El jueves pasado estuvimos en Agramunt hablando de Carmen Brufau y, en general, de la muy fascinante y azarosa vida de esta familia "agramontina". Digo que estuvimos porque me acompañaba mi mujer y dos buenas amigas, Assumpta Aragall e Irene Rigau. Comimos en el restaurante Atípic. En los cafés se nos unió el alcalde, que ejerció de excelente cicerone mostrándonos la fabulosa iglesia románica de Santa María (si pasan cerca, disfruten de las arquivoltas de su fastuosa portada abocinada y, de paso, échenle una mirada a la Mare de Déu del Castell), el refugio antiaéreo, el Espai Guinovart y, sobre todo, la fábrica de turrones Vicens. Y aquí es a donde quiero venir a parar.
No es fácil reflejar en pocas palabras el entusiasmo del propietario de la fábrica con su empresa. ¡Había que ver el brillo de sus ojos al guiarnos por los detalles de una obra salida de tus propias manos, a la que ha visto crecer poco a poco y, finalmente, triunfar. Como no se conforma con ser lo que es, y el hombre tiene hambre de futuro, se preocupa -no puede ser de otra manera- de innovar. Pero no se le ocurre ni innovar por innovar ni jugar con su patrimonio familiar promoviendo una innovación disruptiva, ni confunde procedimientos con resultados. Tiene detrás una trayectoria de la que se siente orgulloso y no está dispuesto a tirarla por la borda. No olvida tampoco que lo que lo ha traído hasta el presente y le permite mirar con confianza al futuro es la calidad del típico turrón de Agramunt. Sea lo que sea lo que depare el futuro, tiene muy claro que debe encararlo cuidando cada detalle de la producción y la comercialización, extremando la profesionalidad y los rigurosos controles de calidad (la evaluación, vaya).

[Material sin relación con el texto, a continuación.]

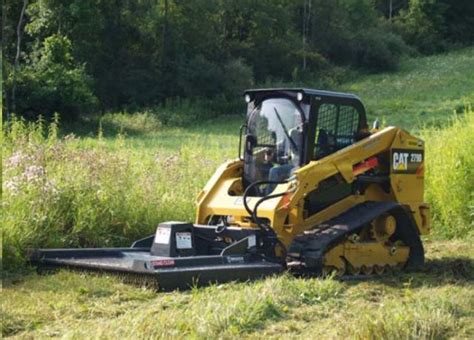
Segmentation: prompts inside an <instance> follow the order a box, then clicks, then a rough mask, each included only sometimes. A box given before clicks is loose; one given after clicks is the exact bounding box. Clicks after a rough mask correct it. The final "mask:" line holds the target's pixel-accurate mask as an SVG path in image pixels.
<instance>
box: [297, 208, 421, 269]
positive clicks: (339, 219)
mask: <svg viewBox="0 0 474 340" xmlns="http://www.w3.org/2000/svg"><path fill="white" fill-rule="evenodd" d="M387 212H390V213H391V214H393V215H394V217H395V218H396V219H397V230H396V232H395V234H394V235H393V236H392V238H393V240H402V241H403V242H404V243H405V244H406V245H407V246H409V247H410V255H409V259H408V263H407V266H408V267H410V268H415V267H418V266H421V265H423V263H424V250H423V245H422V243H421V240H420V236H419V234H418V231H417V228H416V224H415V222H414V220H413V217H412V216H411V213H410V212H409V211H407V210H406V209H405V208H404V207H403V206H402V205H400V204H398V203H396V202H375V201H367V202H364V203H361V204H358V205H356V206H355V207H352V208H351V209H349V210H347V211H346V212H344V213H342V214H340V215H338V216H336V217H334V218H332V219H330V220H328V221H326V222H324V223H322V224H319V225H318V226H316V227H315V228H313V229H312V230H309V231H306V232H304V233H303V234H300V235H298V236H296V237H295V238H294V240H293V242H292V244H291V245H290V248H289V250H288V256H289V258H290V261H293V260H297V261H301V262H303V263H304V265H305V269H306V270H305V271H307V272H308V273H311V274H316V275H320V274H321V273H322V269H323V259H324V254H325V253H326V252H327V251H328V250H330V249H331V248H332V247H333V246H335V245H337V244H338V243H340V242H341V241H343V240H344V239H345V238H346V236H348V235H351V234H353V233H357V232H359V231H360V230H361V229H362V228H363V227H364V226H365V225H366V224H367V223H369V222H370V221H372V220H373V219H375V218H376V217H378V216H380V215H382V214H384V213H387Z"/></svg>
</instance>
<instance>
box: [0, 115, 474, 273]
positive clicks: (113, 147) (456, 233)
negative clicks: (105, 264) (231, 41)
mask: <svg viewBox="0 0 474 340" xmlns="http://www.w3.org/2000/svg"><path fill="white" fill-rule="evenodd" d="M108 119H109V120H110V119H112V118H110V117H109V118H108ZM114 119H115V120H113V123H115V124H119V125H120V124H124V122H125V123H126V125H125V127H127V128H128V129H131V130H134V129H135V130H140V129H143V128H146V126H148V125H150V124H157V123H156V122H155V123H154V121H153V117H150V116H149V115H147V114H145V115H143V117H138V116H134V118H133V120H132V119H130V121H129V120H127V116H123V115H119V116H117V117H115V118H114ZM108 123H109V124H110V122H108ZM143 124H145V126H142V125H143ZM164 129H165V131H164V136H163V137H162V138H165V139H166V138H167V137H166V135H167V131H166V129H168V128H164ZM209 130H211V129H210V128H209ZM169 131H172V130H169ZM423 134H424V137H425V139H426V145H427V150H426V160H427V164H426V167H427V169H426V199H427V200H428V202H429V203H431V204H432V212H433V217H434V219H433V221H434V231H435V233H437V234H439V235H442V236H444V237H463V236H464V235H465V234H466V233H469V232H471V231H472V229H473V228H472V227H473V222H472V221H473V215H474V196H473V192H474V181H473V171H474V143H473V141H472V136H473V135H474V114H473V113H472V111H468V112H467V113H466V114H465V115H464V116H463V117H457V118H455V119H453V121H452V123H451V125H450V126H449V127H447V128H445V129H439V128H434V129H433V128H432V129H430V130H425V131H424V133H423ZM198 135H200V136H203V138H205V140H204V141H203V142H202V145H200V143H197V137H196V135H193V134H192V135H191V137H189V138H190V139H189V142H187V143H183V144H179V141H178V140H173V141H172V143H173V144H177V145H175V149H174V150H173V151H172V152H169V151H165V150H164V149H163V148H158V149H156V150H154V151H152V152H149V151H148V152H144V151H142V150H141V149H140V148H135V147H133V146H132V145H131V144H130V143H129V140H128V138H127V137H125V136H124V135H122V134H119V135H117V136H116V137H114V138H111V139H107V140H106V139H105V138H104V137H103V136H102V133H101V132H100V131H99V132H98V136H97V137H96V138H93V139H87V138H86V139H82V138H78V137H75V136H74V135H67V136H65V137H62V138H60V137H58V122H57V121H56V122H53V123H52V124H48V125H47V124H45V123H44V122H43V121H42V120H39V121H38V122H36V123H27V122H25V121H23V120H21V119H17V118H13V119H12V120H11V121H10V122H9V123H8V125H7V126H6V127H5V128H4V130H3V140H4V143H3V173H2V175H3V183H2V184H3V186H2V189H3V200H2V209H3V212H4V213H3V214H2V215H1V217H0V222H1V224H2V226H3V251H4V264H5V269H6V270H12V269H15V268H18V267H21V266H22V265H23V263H24V259H25V252H26V250H27V249H28V248H36V247H84V246H91V247H94V246H102V247H103V246H124V245H128V244H129V243H130V242H131V241H132V240H134V239H138V238H141V237H143V236H144V235H147V234H151V233H152V232H153V230H154V228H155V226H156V225H157V224H158V223H159V222H162V221H164V220H172V219H178V220H189V221H192V220H193V216H194V198H195V197H196V194H197V192H199V190H200V189H201V188H202V186H203V185H204V183H205V182H206V180H207V179H208V178H209V176H210V175H211V174H212V172H213V171H214V169H215V168H216V166H217V165H218V164H219V163H221V162H222V161H223V160H224V159H223V158H224V157H223V154H226V155H229V154H232V153H233V152H231V151H230V150H231V146H230V144H227V143H226V142H225V140H226V139H225V138H224V137H223V136H221V135H216V136H213V137H210V136H206V134H205V131H204V132H199V133H198ZM168 138H171V137H168ZM229 140H233V141H234V144H235V138H229ZM189 143H193V144H191V145H190V144H189Z"/></svg>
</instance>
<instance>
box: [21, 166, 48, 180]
mask: <svg viewBox="0 0 474 340" xmlns="http://www.w3.org/2000/svg"><path fill="white" fill-rule="evenodd" d="M45 173H46V171H45V169H44V168H43V167H42V166H38V165H30V166H29V167H28V168H26V170H25V172H24V173H23V176H24V178H25V179H26V181H27V182H32V181H36V180H38V179H40V178H41V177H43V176H44V174H45Z"/></svg>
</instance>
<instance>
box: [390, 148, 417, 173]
mask: <svg viewBox="0 0 474 340" xmlns="http://www.w3.org/2000/svg"><path fill="white" fill-rule="evenodd" d="M423 158H424V155H423V151H422V150H404V149H393V150H392V173H394V174H416V173H417V170H418V168H419V167H420V166H422V165H423Z"/></svg>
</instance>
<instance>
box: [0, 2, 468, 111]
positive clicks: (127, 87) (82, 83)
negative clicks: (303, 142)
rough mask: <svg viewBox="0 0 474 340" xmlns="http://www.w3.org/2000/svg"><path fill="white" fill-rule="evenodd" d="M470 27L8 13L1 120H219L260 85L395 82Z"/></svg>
mask: <svg viewBox="0 0 474 340" xmlns="http://www.w3.org/2000/svg"><path fill="white" fill-rule="evenodd" d="M473 27H474V1H471V0H238V1H227V0H192V1H186V0H17V1H4V2H3V7H2V52H3V55H2V71H3V105H4V110H3V111H4V113H7V114H8V113H11V112H16V113H17V114H23V115H27V116H28V115H29V116H32V115H33V116H34V115H37V114H39V113H42V114H52V113H53V112H59V113H61V114H62V116H63V117H69V118H74V117H77V116H78V115H80V114H84V113H91V112H97V111H110V110H132V111H133V110H135V109H139V108H143V107H152V106H157V105H159V106H166V105H171V104H170V103H173V102H176V101H178V100H179V98H181V99H182V98H186V99H187V100H191V101H199V102H204V103H209V105H214V106H215V108H216V110H219V108H222V107H219V106H218V105H216V104H215V103H225V102H231V101H233V100H235V98H237V97H238V96H239V94H240V93H241V91H242V89H243V88H245V87H249V86H254V85H255V84H257V85H261V86H265V85H268V86H271V85H274V84H282V83H286V84H288V83H292V84H305V83H311V84H313V85H315V86H322V87H323V86H332V85H334V84H335V83H337V82H338V81H342V80H343V79H344V77H345V76H346V74H347V72H346V70H348V69H351V70H354V69H355V70H358V71H360V72H379V71H385V70H395V69H396V68H397V67H398V65H399V62H400V60H401V58H403V57H404V56H406V55H413V54H415V55H416V54H430V53H437V52H442V51H445V50H448V49H451V48H455V47H458V46H464V45H469V44H472V43H474V30H473Z"/></svg>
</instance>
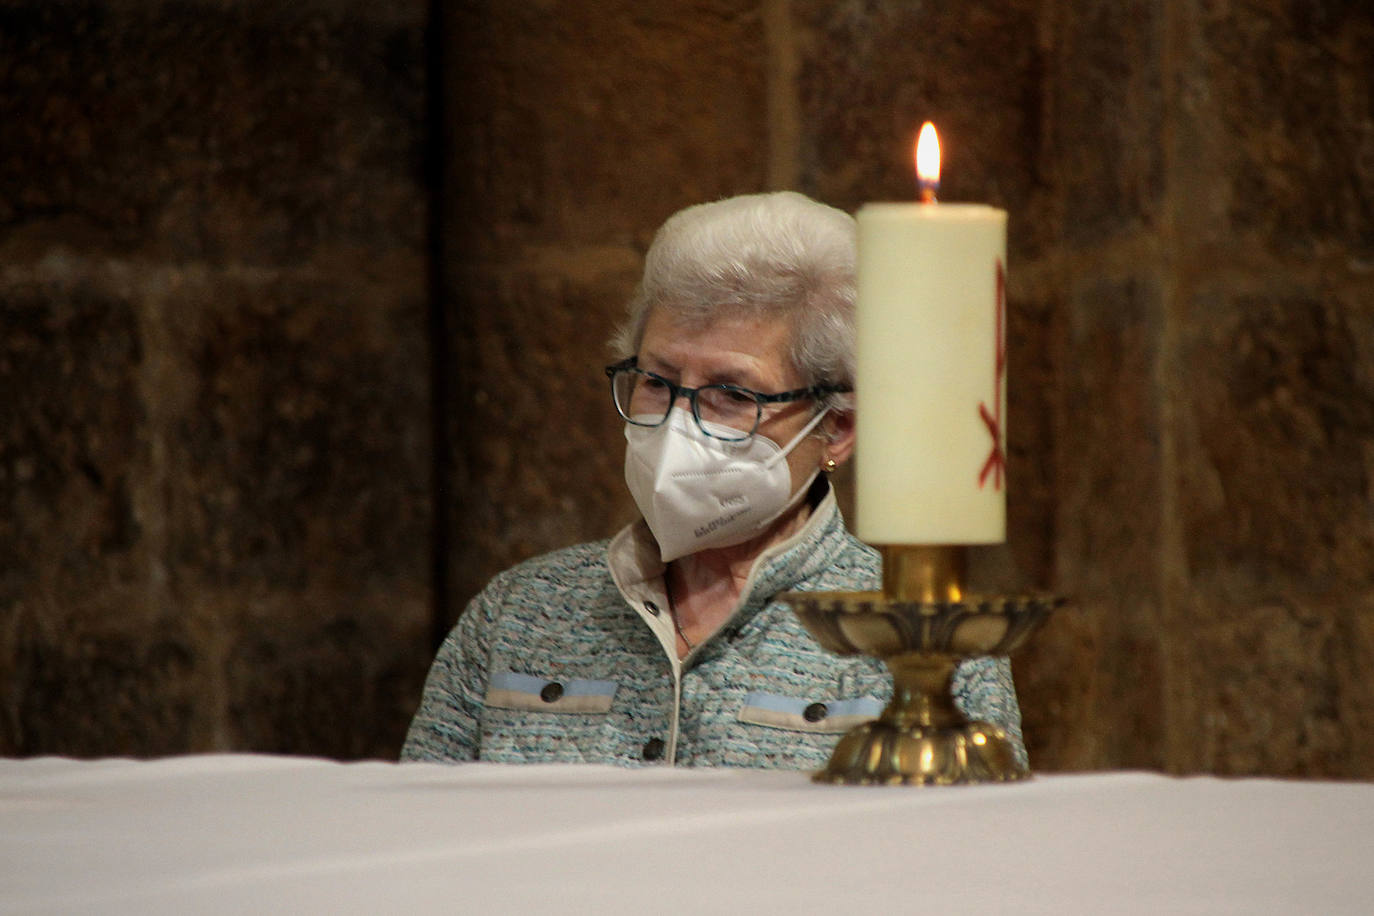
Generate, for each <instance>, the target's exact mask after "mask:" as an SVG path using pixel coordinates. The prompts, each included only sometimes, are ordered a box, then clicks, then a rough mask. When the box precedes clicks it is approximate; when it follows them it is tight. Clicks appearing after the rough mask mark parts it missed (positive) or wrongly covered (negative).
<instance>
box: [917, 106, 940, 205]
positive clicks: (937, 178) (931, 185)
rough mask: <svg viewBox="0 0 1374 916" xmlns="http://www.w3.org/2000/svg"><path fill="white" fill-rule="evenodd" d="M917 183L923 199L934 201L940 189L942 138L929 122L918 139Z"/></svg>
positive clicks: (926, 125) (922, 129)
mask: <svg viewBox="0 0 1374 916" xmlns="http://www.w3.org/2000/svg"><path fill="white" fill-rule="evenodd" d="M916 181H918V183H919V184H921V199H922V201H926V199H930V201H934V196H936V188H938V187H940V136H938V135H937V133H936V125H933V124H930V122H929V121H926V122H925V124H922V125H921V135H919V136H918V137H916Z"/></svg>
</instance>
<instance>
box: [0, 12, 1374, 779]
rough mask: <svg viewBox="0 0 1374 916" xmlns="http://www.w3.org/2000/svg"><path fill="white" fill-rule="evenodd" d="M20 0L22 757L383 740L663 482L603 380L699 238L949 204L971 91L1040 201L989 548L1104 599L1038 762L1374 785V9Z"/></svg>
mask: <svg viewBox="0 0 1374 916" xmlns="http://www.w3.org/2000/svg"><path fill="white" fill-rule="evenodd" d="M0 22H3V29H0V43H3V47H0V51H3V54H0V104H3V106H4V114H5V124H7V139H8V137H11V136H12V137H15V139H14V141H10V143H5V144H4V148H3V151H0V309H3V336H0V391H3V393H5V397H0V494H3V500H4V503H3V509H0V695H3V703H0V706H3V718H0V753H40V751H56V753H89V754H99V753H136V754H137V753H143V754H155V753H173V751H181V750H203V748H224V747H234V748H253V750H286V751H300V753H320V754H331V755H339V757H350V755H353V757H356V755H389V754H394V750H396V746H397V743H398V740H400V733H401V729H404V724H405V718H407V717H408V714H409V710H411V707H412V706H414V702H415V699H416V694H418V688H419V683H420V678H422V677H423V672H425V666H426V663H427V659H429V652H430V650H431V644H433V639H434V637H437V636H438V634H440V633H442V632H444V630H445V629H447V628H448V625H451V622H452V619H453V618H455V617H456V615H458V612H459V611H460V608H462V606H463V603H464V602H466V600H467V599H469V597H470V596H471V595H473V592H475V591H477V589H478V588H480V586H481V585H482V582H485V580H486V578H488V577H489V575H492V574H493V573H495V571H497V570H499V569H503V567H504V566H508V564H510V563H511V562H515V560H518V559H521V558H525V556H529V555H533V553H537V552H541V551H545V549H551V548H555V547H559V545H563V544H567V542H573V541H578V540H587V538H594V537H602V536H607V534H610V533H611V531H614V530H616V527H618V526H620V525H621V523H624V522H625V520H628V519H629V516H631V512H632V504H631V501H629V499H628V496H627V494H625V493H624V488H622V483H621V470H620V468H621V457H622V452H621V448H622V446H621V435H620V426H618V423H617V422H616V419H614V415H613V411H611V409H610V408H609V404H607V400H606V391H605V379H603V376H602V374H600V367H602V365H603V364H605V361H606V358H607V356H609V354H607V352H606V350H605V346H603V341H605V339H606V336H607V335H609V332H610V330H611V327H613V325H614V323H616V321H617V320H618V317H620V313H621V308H622V304H624V301H625V298H627V297H628V294H629V291H631V288H632V286H633V282H635V276H636V271H638V266H639V260H640V257H642V254H643V251H644V249H646V247H647V243H649V239H650V236H651V233H653V231H654V229H655V228H657V225H658V224H660V222H661V221H662V220H664V218H665V217H666V216H669V214H671V213H672V211H675V210H677V209H679V207H682V206H687V205H690V203H697V202H701V201H705V199H712V198H716V196H723V195H728V194H739V192H750V191H760V190H768V188H797V190H800V191H804V192H807V194H811V195H813V196H816V198H819V199H823V201H826V202H829V203H834V205H837V206H841V207H845V209H855V207H857V206H859V205H860V203H863V202H864V201H872V199H905V198H910V196H911V195H912V179H911V174H910V144H911V141H912V139H914V135H915V129H916V126H918V125H919V124H921V121H923V119H927V118H929V119H934V121H936V122H937V124H938V125H940V128H941V135H943V140H944V146H945V155H947V168H945V183H944V187H943V191H941V196H943V198H944V199H949V201H984V202H989V203H995V205H998V206H1003V207H1006V209H1007V210H1009V211H1010V239H1009V246H1010V276H1009V301H1010V317H1009V324H1010V341H1009V346H1010V367H1011V368H1010V372H1011V374H1010V386H1009V387H1010V424H1009V433H1010V455H1009V459H1010V500H1009V511H1010V537H1009V542H1007V545H1006V547H1000V548H987V549H980V551H977V552H976V555H974V569H976V573H977V577H978V581H980V584H981V585H982V586H985V588H999V589H1025V588H1041V589H1052V591H1055V592H1059V593H1062V595H1065V596H1068V597H1069V599H1070V602H1072V603H1070V604H1069V606H1068V607H1066V608H1065V610H1063V611H1062V612H1061V614H1058V615H1057V617H1055V618H1054V619H1052V622H1051V623H1050V625H1048V626H1047V629H1046V630H1044V632H1043V633H1040V634H1039V636H1037V637H1036V639H1035V640H1032V643H1031V644H1029V645H1028V647H1026V648H1025V650H1024V651H1022V652H1021V654H1020V655H1018V656H1017V658H1015V659H1014V665H1015V670H1017V677H1018V684H1020V689H1021V696H1022V705H1024V711H1025V722H1026V733H1028V740H1029V744H1031V751H1032V755H1033V759H1035V764H1036V765H1037V766H1039V768H1041V769H1084V768H1116V766H1140V768H1157V769H1165V770H1172V772H1197V770H1206V772H1221V773H1275V775H1308V776H1348V777H1370V776H1374V753H1371V751H1374V748H1371V747H1370V744H1371V739H1370V737H1369V735H1370V733H1371V728H1370V726H1371V725H1374V722H1371V720H1374V685H1371V681H1370V680H1369V678H1367V677H1364V672H1366V670H1369V669H1370V667H1371V665H1374V581H1371V578H1374V573H1371V570H1374V564H1371V556H1374V310H1371V306H1370V302H1374V209H1371V207H1374V205H1371V201H1374V69H1371V67H1370V66H1369V62H1367V56H1369V55H1367V48H1369V47H1371V41H1374V10H1370V8H1369V4H1364V3H1359V1H1355V0H1347V1H1341V0H1323V1H1320V3H1312V1H1309V0H1301V1H1300V0H1249V1H1248V3H1243V4H1238V3H1223V1H1221V0H1072V1H1069V0H991V1H988V3H978V4H955V3H944V1H938V3H936V1H922V3H908V1H904V0H903V1H899V0H877V1H874V0H838V1H837V0H824V1H822V0H687V1H683V0H638V1H633V3H631V1H628V0H624V1H622V0H606V1H600V3H592V1H591V0H521V1H518V3H506V1H496V0H433V1H431V3H429V4H422V3H418V1H412V3H393V4H382V5H379V4H361V3H354V1H353V0H333V1H330V0H312V1H309V3H294V4H286V3H278V1H275V0H256V1H253V3H227V1H225V3H218V1H214V0H196V1H181V3H166V1H161V0H103V1H96V0H89V1H85V3H36V1H33V0H30V1H18V0H4V1H3V3H0ZM426 38H429V40H430V41H431V43H433V44H430V45H426ZM426 47H429V48H430V49H433V51H434V55H433V56H429V58H426ZM427 155H429V157H430V158H429V159H427V158H426V157H427ZM426 162H429V163H430V166H431V168H430V169H429V170H426ZM426 205H433V210H431V214H433V218H430V217H429V216H427V213H426ZM426 227H430V228H431V229H433V231H431V232H430V233H429V235H426ZM430 279H431V280H433V283H430ZM845 486H846V482H845V481H841V488H845ZM842 504H844V505H846V507H852V503H851V500H849V494H848V493H844V490H842Z"/></svg>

Para no quedarse con los brazos cruzados esperando lo por venir, ha decidido salirle al encuentro y marcarse un objetivo muy claro: conseguir que el turrón sea un postre habitual en las mesas españolas durante todo el año. Este empeño requiere nuevos diseños, nuevos formatos y la ampliación de la oferta. Así que se han puesto en contacto con Albert Adrià y con el maestro turronero Ángel Velasco para elaborar nuevos turrones: blancos crujientes, a la sal, soufflé... hasta alcanzar las 150 referencias. Pero, insisto, sin olvidar ni el típico turrón de Agramunt ni los controles de calidad.
Como os podéis imaginar, yo iba pensando en la escuela.
Por cierto: poco antes de la conferencia tuve la inmensa satisfacción de saludar a un sobrino de Carmen Brufau, que vino desde Castellserà a escucharme.